Brexit for lorry drivers means they will need a Kent Access Passport (KAP) to join anticipated 7000-long tailbacks for cross Channel ferries.
Michael Gove has confirmed that a ‘de facto’ Brexit border is to be introduced for lorry drivers entering Kent to travel on to the EU. The minister for the Cabinet Office and chancellor of the duchy of Lancaster told the Commons that lorry drivers would need a “Kent access permit” to get into the county from 1 January with “police and ANPR cameras [automatic number plate recognition]” to help in enforcing the system.
It seems like the government is already threatening to break international law over an agreement it signed with the EU to have an effective customs border between Northern Ireland and the UK mainland. With just over 100 days to go before the Brexit transition period comes to an end Gove confirmed to the Commons that queues of up to 7000 trucks at the Kent ports were possible if hauliers fail to prepare for customs changes.
Industry leaders have also been concerned. One said it would need physical checks to “weed out” those with a KAP (Kent access permit) and those without, which was a non-starter in their view.
‘Kentxit’ – an Internal border?
Michael Gove hinted at what could become an ‘internal border’ in a bizarre twist to Britain’s withdrawal from the EU, he wrote to hauliers on Tuesday to warn that if they do not prepare now for Brexit they could face queues of up to 7,000 trucks in Kent, confirming internal cabinet analysis of the potential disruption caused by the UK’s departure from the single market in January. The Road Haulage Association (RHA) chief executive, Richard Burnett, said the industry “already knows” there will be queues in Kent as it had been pressing the government to take action for months.

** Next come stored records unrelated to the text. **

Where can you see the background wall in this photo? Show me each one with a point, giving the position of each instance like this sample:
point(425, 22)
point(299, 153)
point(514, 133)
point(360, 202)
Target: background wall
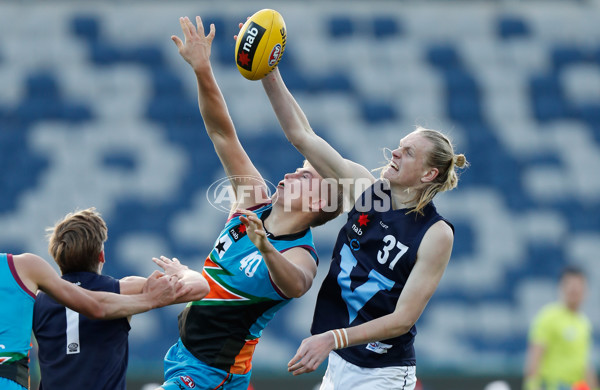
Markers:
point(98, 109)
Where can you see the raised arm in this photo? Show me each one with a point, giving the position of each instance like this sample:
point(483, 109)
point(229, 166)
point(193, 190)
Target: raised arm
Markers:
point(240, 170)
point(322, 156)
point(194, 280)
point(432, 259)
point(38, 274)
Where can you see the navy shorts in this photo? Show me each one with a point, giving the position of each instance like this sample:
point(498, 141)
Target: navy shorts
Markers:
point(184, 371)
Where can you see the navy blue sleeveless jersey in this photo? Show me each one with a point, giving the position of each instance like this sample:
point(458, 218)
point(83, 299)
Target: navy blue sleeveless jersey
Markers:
point(76, 352)
point(374, 254)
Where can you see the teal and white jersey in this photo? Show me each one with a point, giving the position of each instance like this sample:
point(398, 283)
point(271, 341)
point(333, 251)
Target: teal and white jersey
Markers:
point(15, 322)
point(222, 329)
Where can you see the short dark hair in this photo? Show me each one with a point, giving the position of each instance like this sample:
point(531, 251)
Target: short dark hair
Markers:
point(77, 241)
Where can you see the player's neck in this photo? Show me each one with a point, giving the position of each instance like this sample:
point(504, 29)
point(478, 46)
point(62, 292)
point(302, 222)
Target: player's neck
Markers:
point(281, 222)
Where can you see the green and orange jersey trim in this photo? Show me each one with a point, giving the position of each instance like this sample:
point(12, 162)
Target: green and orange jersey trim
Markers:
point(222, 293)
point(11, 357)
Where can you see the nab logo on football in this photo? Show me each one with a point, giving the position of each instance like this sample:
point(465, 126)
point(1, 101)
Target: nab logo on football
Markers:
point(188, 381)
point(275, 53)
point(249, 43)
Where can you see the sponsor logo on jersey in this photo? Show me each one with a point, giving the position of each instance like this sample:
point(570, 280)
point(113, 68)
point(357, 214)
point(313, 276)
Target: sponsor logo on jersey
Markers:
point(249, 43)
point(222, 245)
point(361, 223)
point(188, 381)
point(72, 347)
point(238, 232)
point(378, 347)
point(250, 263)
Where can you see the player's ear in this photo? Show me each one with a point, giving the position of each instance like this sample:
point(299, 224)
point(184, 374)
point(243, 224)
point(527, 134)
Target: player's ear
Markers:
point(429, 175)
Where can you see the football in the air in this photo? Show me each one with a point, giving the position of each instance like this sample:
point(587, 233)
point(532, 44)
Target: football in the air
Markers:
point(260, 44)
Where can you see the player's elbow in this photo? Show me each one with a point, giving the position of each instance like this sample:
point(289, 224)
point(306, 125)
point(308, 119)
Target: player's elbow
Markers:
point(97, 311)
point(402, 324)
point(299, 289)
point(200, 290)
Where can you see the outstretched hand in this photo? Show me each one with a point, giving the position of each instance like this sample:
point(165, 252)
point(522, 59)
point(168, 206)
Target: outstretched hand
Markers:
point(164, 289)
point(311, 353)
point(196, 48)
point(171, 267)
point(255, 230)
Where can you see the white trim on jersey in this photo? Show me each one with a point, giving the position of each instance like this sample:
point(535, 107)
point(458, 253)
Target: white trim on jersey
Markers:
point(73, 345)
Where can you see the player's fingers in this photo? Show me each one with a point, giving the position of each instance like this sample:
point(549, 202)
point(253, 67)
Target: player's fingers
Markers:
point(190, 27)
point(211, 33)
point(200, 25)
point(184, 28)
point(178, 41)
point(155, 275)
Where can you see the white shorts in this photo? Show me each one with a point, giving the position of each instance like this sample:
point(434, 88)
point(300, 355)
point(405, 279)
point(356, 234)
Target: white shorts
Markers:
point(341, 375)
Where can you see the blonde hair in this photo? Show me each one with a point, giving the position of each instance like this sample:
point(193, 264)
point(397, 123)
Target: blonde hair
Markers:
point(442, 157)
point(75, 243)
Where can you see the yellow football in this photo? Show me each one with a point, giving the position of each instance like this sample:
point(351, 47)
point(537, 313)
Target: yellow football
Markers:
point(260, 44)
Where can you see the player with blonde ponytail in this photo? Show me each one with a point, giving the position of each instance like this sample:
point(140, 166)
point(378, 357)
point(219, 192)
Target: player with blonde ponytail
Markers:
point(388, 259)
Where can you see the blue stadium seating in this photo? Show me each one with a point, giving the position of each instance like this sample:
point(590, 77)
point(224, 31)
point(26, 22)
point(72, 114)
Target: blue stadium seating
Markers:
point(524, 167)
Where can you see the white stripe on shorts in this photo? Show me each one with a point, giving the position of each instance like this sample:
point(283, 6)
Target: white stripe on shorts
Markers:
point(342, 375)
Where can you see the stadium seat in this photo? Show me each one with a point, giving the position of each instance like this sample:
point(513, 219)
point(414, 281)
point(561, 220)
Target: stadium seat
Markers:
point(510, 27)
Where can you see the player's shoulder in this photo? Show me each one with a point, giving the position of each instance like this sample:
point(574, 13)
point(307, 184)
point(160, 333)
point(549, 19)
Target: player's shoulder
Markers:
point(28, 260)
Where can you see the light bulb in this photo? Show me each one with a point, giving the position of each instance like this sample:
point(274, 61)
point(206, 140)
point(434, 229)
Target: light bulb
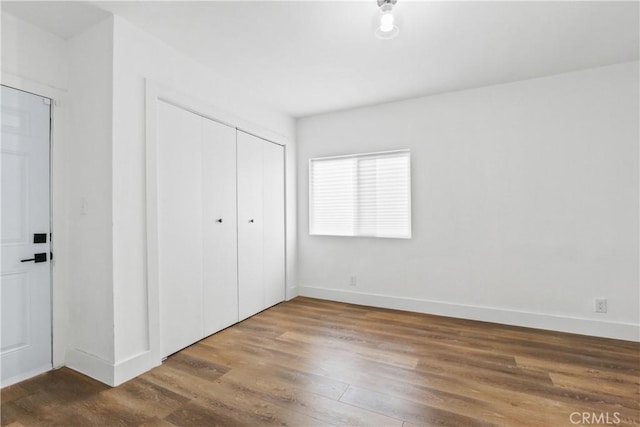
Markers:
point(387, 29)
point(386, 22)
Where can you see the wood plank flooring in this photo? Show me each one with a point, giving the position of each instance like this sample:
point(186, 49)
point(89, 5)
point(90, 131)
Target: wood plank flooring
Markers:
point(309, 362)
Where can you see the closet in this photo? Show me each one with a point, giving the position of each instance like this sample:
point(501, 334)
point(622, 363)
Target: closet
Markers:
point(221, 242)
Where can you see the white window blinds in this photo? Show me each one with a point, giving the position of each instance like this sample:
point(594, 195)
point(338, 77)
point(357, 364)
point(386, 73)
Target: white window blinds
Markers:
point(361, 195)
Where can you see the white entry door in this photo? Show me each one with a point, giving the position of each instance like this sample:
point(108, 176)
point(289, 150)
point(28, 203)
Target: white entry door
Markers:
point(25, 235)
point(250, 226)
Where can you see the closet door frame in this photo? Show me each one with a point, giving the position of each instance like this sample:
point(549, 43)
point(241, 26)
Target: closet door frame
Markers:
point(154, 93)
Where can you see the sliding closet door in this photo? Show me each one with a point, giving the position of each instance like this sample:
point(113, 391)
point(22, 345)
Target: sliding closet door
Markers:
point(180, 228)
point(250, 225)
point(220, 286)
point(273, 218)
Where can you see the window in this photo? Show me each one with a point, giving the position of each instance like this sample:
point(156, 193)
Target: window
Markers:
point(361, 195)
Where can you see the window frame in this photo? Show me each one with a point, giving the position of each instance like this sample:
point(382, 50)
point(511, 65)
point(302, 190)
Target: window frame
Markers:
point(356, 195)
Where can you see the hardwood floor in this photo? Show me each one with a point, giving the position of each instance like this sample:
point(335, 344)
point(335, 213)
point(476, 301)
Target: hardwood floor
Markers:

Burnett expressed fury that the government was trying to shift the blame on to the industry. he said, quote: “Mr Gove stresses that it’s essential that traders act now to get ready for new the formalities. We know for a fact that they are only too keen to be ready but how on earth can they prepare when there is still no clarity as to what they need to do?.” Duncan Buchanan, the group’s policy director for England and Wales, said the Kent permits were “useless” and “pointless” as nobody could enforce them.